Upon the troops’ return to Australia, Person 10 was given a notice to show cause why he should not be removed from the regiment. He told the court he received a phone call from Roberts-Smith in February 2013.

“The crux of it was ‘if you threaten me or my family I will fuck you up’,” Person 10 told the court Roberts-Smith said to him.

Person 10 said he understood the threat to mean: “if I stated that he punched me in my notice to show cause there would be consequences”.

In the newspapers’ defence document filed with the court, they argue Roberts-Smith’s behaviour constituted bullying, and that he bore some responsibility for the failed Chora Valley mission.

“It may be inferred that [Robert-Smith’s] conduct in respect of Person 10 was to detract attention from [Robert-Smith’s] own responsibility for planning a tactically flawed mission which contributed toward the blue on blue incident.

Person 10 told the court in cross-examination his “slipping” performance as a soldier was not related only to Roberts-Smith, “I’d say it was the organisation [the SASR] as a whole”.

He said his evidence was not motivated by personal malice against Roberts-Smith.

“I hold nothing against Mr Roberts-Smith. I don’t want to be here [in court], I’m compelled to be here. I’m answering these questions honestly.”

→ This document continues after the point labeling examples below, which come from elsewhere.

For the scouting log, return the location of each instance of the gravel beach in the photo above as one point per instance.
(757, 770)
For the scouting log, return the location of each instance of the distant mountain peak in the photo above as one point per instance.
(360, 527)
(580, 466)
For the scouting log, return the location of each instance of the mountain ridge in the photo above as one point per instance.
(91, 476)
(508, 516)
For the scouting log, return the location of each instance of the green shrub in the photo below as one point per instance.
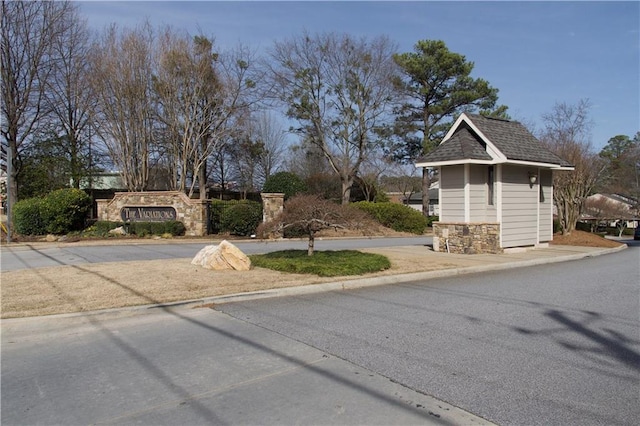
(27, 217)
(65, 210)
(59, 212)
(241, 217)
(216, 207)
(323, 263)
(396, 216)
(288, 183)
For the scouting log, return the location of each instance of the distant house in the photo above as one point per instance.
(612, 210)
(415, 200)
(496, 186)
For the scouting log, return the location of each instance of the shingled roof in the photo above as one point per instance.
(479, 139)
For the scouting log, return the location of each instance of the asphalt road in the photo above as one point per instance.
(38, 256)
(550, 345)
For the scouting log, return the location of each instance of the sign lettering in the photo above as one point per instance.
(147, 214)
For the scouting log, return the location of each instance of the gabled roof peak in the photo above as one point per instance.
(505, 141)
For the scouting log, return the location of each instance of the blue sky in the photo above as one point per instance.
(535, 53)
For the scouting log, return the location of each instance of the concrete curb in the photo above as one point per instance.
(338, 285)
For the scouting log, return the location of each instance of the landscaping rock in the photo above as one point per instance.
(222, 256)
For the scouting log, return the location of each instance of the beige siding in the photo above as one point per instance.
(452, 194)
(519, 208)
(546, 206)
(480, 210)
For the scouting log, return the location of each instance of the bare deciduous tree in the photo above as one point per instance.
(204, 98)
(69, 98)
(338, 88)
(270, 134)
(29, 30)
(123, 64)
(567, 132)
(312, 213)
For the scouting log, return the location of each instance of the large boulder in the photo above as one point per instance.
(222, 256)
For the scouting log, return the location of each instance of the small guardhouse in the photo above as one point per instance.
(496, 187)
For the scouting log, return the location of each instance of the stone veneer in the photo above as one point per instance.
(466, 238)
(192, 213)
(272, 205)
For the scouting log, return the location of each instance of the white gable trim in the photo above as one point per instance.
(492, 150)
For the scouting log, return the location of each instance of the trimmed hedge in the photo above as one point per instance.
(59, 212)
(27, 218)
(396, 216)
(237, 217)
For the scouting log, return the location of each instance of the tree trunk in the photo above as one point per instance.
(347, 183)
(311, 242)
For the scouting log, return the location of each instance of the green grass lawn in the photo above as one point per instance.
(323, 263)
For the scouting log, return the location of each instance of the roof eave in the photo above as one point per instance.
(492, 162)
(455, 162)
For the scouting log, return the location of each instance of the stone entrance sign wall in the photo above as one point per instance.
(156, 207)
(272, 205)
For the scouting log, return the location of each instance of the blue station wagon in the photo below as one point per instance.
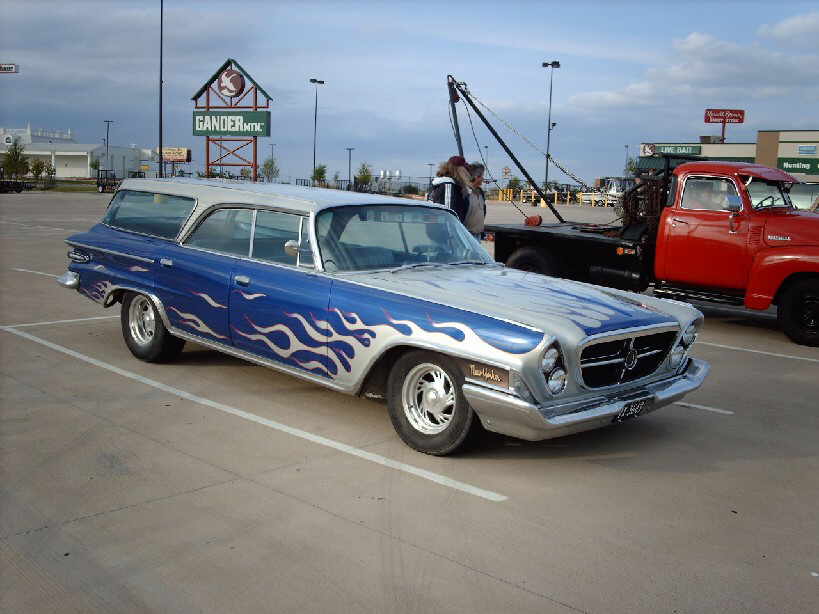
(382, 297)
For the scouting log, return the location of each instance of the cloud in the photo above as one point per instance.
(799, 29)
(706, 68)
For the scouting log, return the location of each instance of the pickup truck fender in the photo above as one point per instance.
(772, 267)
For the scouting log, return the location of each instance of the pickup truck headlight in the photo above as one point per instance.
(677, 356)
(689, 336)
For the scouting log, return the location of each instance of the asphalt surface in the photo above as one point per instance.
(217, 486)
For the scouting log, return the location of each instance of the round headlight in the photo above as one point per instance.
(549, 360)
(689, 336)
(676, 357)
(557, 381)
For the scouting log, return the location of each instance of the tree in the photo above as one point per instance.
(364, 175)
(320, 174)
(37, 168)
(15, 164)
(270, 169)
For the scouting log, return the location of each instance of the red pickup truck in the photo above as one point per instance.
(709, 231)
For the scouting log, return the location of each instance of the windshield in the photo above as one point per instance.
(767, 193)
(803, 195)
(390, 236)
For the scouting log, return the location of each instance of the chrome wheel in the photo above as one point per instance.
(428, 398)
(141, 320)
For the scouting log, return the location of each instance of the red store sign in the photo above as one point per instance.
(728, 116)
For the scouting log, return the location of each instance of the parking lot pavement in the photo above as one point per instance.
(212, 484)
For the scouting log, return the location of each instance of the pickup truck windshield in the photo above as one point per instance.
(392, 236)
(767, 193)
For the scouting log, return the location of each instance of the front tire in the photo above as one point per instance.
(144, 332)
(427, 407)
(533, 260)
(798, 312)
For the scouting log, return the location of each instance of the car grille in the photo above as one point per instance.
(606, 363)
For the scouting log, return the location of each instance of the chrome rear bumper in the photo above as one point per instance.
(508, 414)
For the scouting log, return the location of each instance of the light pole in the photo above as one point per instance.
(108, 123)
(161, 25)
(549, 125)
(349, 165)
(315, 82)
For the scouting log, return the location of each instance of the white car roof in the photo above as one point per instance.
(282, 196)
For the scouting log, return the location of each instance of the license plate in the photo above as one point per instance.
(632, 409)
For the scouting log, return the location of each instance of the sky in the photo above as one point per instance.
(631, 72)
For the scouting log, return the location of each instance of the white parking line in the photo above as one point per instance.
(35, 272)
(61, 321)
(324, 441)
(732, 347)
(716, 410)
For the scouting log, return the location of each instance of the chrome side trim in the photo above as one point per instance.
(69, 280)
(111, 251)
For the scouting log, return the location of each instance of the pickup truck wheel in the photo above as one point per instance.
(427, 407)
(798, 312)
(533, 260)
(143, 330)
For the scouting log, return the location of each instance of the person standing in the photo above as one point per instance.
(476, 214)
(451, 186)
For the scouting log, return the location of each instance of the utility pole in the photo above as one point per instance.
(108, 123)
(315, 82)
(349, 165)
(161, 25)
(551, 65)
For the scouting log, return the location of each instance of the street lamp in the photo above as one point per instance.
(315, 82)
(349, 165)
(549, 125)
(108, 123)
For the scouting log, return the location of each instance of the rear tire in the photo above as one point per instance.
(144, 332)
(533, 260)
(798, 312)
(427, 407)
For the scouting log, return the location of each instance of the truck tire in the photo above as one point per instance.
(534, 260)
(798, 312)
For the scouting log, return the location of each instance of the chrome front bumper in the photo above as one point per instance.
(69, 280)
(510, 415)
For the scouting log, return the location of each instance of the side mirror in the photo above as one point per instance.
(291, 248)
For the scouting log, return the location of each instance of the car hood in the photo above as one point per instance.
(557, 306)
(788, 227)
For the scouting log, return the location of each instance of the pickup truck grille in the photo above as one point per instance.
(606, 363)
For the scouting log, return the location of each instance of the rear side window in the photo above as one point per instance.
(160, 215)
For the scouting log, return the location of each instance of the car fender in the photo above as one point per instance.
(771, 267)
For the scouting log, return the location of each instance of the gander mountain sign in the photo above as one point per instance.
(231, 123)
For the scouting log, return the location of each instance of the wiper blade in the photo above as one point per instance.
(413, 265)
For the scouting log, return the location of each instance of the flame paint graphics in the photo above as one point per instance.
(330, 345)
(189, 319)
(97, 291)
(209, 300)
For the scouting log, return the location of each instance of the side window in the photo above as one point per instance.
(225, 230)
(709, 193)
(160, 215)
(273, 230)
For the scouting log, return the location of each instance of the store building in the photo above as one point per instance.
(794, 151)
(71, 159)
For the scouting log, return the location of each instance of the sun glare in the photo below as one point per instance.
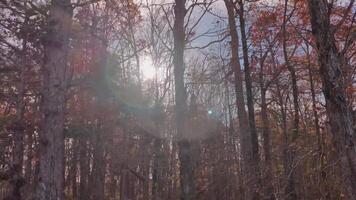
(147, 69)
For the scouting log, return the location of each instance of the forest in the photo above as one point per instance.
(177, 99)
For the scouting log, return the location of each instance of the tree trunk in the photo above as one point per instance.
(186, 163)
(331, 65)
(245, 138)
(251, 111)
(51, 181)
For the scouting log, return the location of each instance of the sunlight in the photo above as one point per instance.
(147, 69)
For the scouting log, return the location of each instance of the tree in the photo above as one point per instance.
(55, 83)
(332, 62)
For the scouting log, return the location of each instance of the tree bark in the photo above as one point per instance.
(245, 138)
(331, 63)
(250, 107)
(51, 176)
(186, 162)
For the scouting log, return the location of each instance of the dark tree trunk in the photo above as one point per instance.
(251, 111)
(51, 180)
(245, 138)
(186, 162)
(331, 63)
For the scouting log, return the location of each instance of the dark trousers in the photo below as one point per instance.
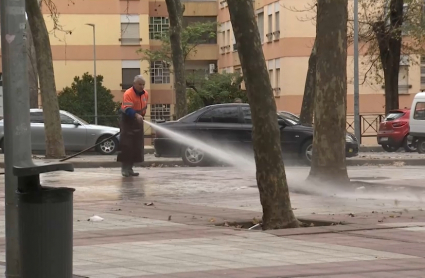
(131, 142)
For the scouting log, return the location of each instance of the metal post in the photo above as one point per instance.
(357, 132)
(17, 139)
(94, 71)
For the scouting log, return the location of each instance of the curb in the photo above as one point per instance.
(386, 161)
(179, 163)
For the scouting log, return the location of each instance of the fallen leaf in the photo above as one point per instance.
(95, 218)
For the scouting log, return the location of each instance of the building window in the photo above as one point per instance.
(161, 112)
(276, 32)
(403, 79)
(158, 27)
(422, 72)
(277, 82)
(130, 30)
(206, 37)
(403, 75)
(270, 27)
(260, 24)
(130, 34)
(160, 72)
(271, 76)
(128, 75)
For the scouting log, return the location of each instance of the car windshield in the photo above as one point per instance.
(394, 116)
(81, 120)
(290, 118)
(188, 115)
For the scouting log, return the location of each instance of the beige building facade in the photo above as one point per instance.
(288, 37)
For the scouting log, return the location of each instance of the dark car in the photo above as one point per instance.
(394, 131)
(229, 127)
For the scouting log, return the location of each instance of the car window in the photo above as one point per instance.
(419, 111)
(221, 115)
(36, 117)
(394, 116)
(246, 112)
(294, 120)
(66, 120)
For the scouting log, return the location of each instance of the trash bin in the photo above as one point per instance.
(46, 231)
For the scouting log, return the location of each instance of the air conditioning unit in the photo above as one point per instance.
(212, 68)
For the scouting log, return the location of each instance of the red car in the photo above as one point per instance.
(393, 132)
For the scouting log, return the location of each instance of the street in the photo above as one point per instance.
(163, 224)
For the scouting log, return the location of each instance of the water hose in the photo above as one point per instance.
(83, 151)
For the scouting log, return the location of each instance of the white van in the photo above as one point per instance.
(417, 121)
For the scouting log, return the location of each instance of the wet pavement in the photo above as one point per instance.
(363, 159)
(163, 224)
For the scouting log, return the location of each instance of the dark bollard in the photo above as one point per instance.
(45, 224)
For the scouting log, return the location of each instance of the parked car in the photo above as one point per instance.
(394, 132)
(77, 134)
(230, 125)
(417, 121)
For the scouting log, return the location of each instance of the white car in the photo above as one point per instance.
(77, 134)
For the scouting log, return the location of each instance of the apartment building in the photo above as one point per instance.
(288, 38)
(122, 28)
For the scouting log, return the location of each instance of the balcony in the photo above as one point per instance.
(204, 52)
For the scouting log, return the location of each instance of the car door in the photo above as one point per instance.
(221, 126)
(246, 134)
(74, 135)
(38, 137)
(289, 135)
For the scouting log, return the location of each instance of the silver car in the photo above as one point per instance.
(77, 134)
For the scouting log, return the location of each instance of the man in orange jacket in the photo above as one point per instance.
(133, 109)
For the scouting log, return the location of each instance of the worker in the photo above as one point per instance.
(132, 111)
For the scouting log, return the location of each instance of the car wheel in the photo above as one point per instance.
(389, 148)
(108, 147)
(409, 144)
(193, 156)
(307, 152)
(421, 145)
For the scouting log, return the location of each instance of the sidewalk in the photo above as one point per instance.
(363, 159)
(164, 225)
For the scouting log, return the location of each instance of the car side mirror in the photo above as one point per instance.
(281, 123)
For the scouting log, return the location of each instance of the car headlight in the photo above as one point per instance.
(349, 139)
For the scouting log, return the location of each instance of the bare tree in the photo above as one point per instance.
(175, 13)
(330, 106)
(271, 177)
(388, 29)
(307, 107)
(52, 123)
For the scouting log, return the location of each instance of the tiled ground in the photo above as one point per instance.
(176, 237)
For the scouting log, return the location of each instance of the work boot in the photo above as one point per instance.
(132, 173)
(125, 171)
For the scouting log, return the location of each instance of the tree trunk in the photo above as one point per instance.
(32, 70)
(271, 177)
(49, 98)
(306, 116)
(175, 14)
(389, 42)
(330, 106)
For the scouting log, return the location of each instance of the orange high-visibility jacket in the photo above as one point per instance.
(138, 103)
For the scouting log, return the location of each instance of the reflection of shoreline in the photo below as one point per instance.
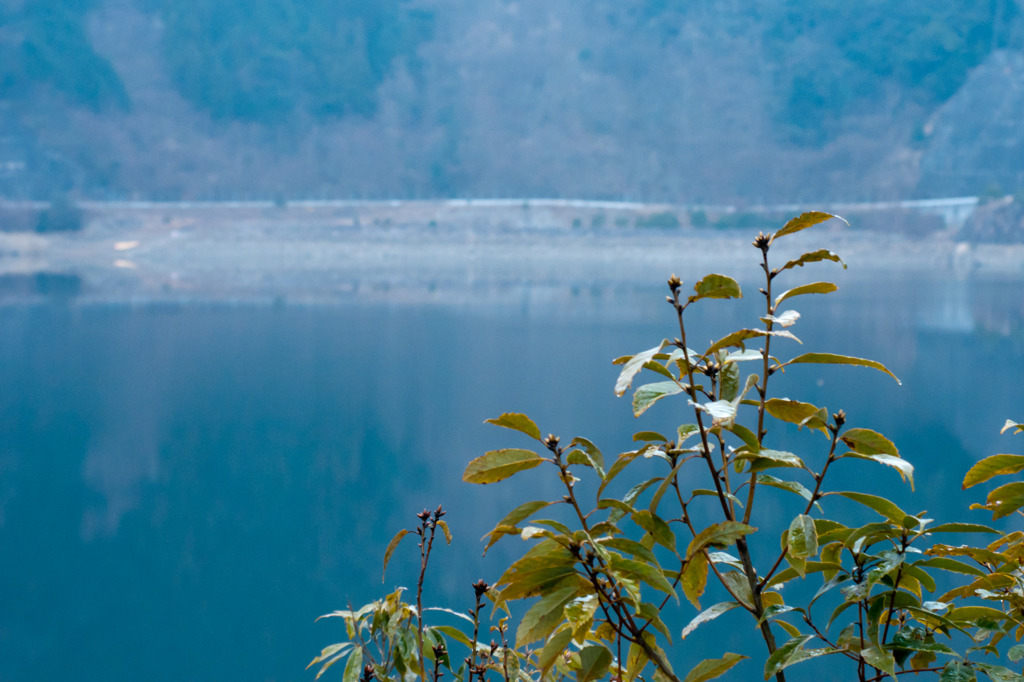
(308, 256)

Roberts-Smith was questioned extensively about his relationship with Person 10 and the Chora Valley mission when he gave evidence in this trial last year.

He was asked whether the mock execution happened.

“No, it didn’t,” he said.

“It’s just a ludicrous scenario. I don’t even know how someone would come up with that, quite frankly. It’s just a stupid thing for someone to have said.”

Roberts-Smith said the Chora valley mission was acutely dangerous because Person 10 “had totally lost his situational awareness, and he was shooting randomly”.

“I still, to this day, I don’t believe he was trying to kill a woman and child. What I think is he just didn’t understand what was happening, for whatever reason, and lost control, and that’s what was dangerous about it.”

Roberts-Smith said he told Person 10 he could have killed the woman and child and that “the other [Australian] team was on the other side”.

“You could have been sitting here right now knowing that you killed one of your mates”.

Roberts-Smith admitted that he punched Person 10 after the mission, and said he reported his actions to senior command.

He told the court he never threatened Person 10 he might be sent to the Hague if he mentioned the woman and child.

Person 10 remains in the witness box under cross-examination. The trial, before Justice Anthony Besanko, is expected to run several weeks more.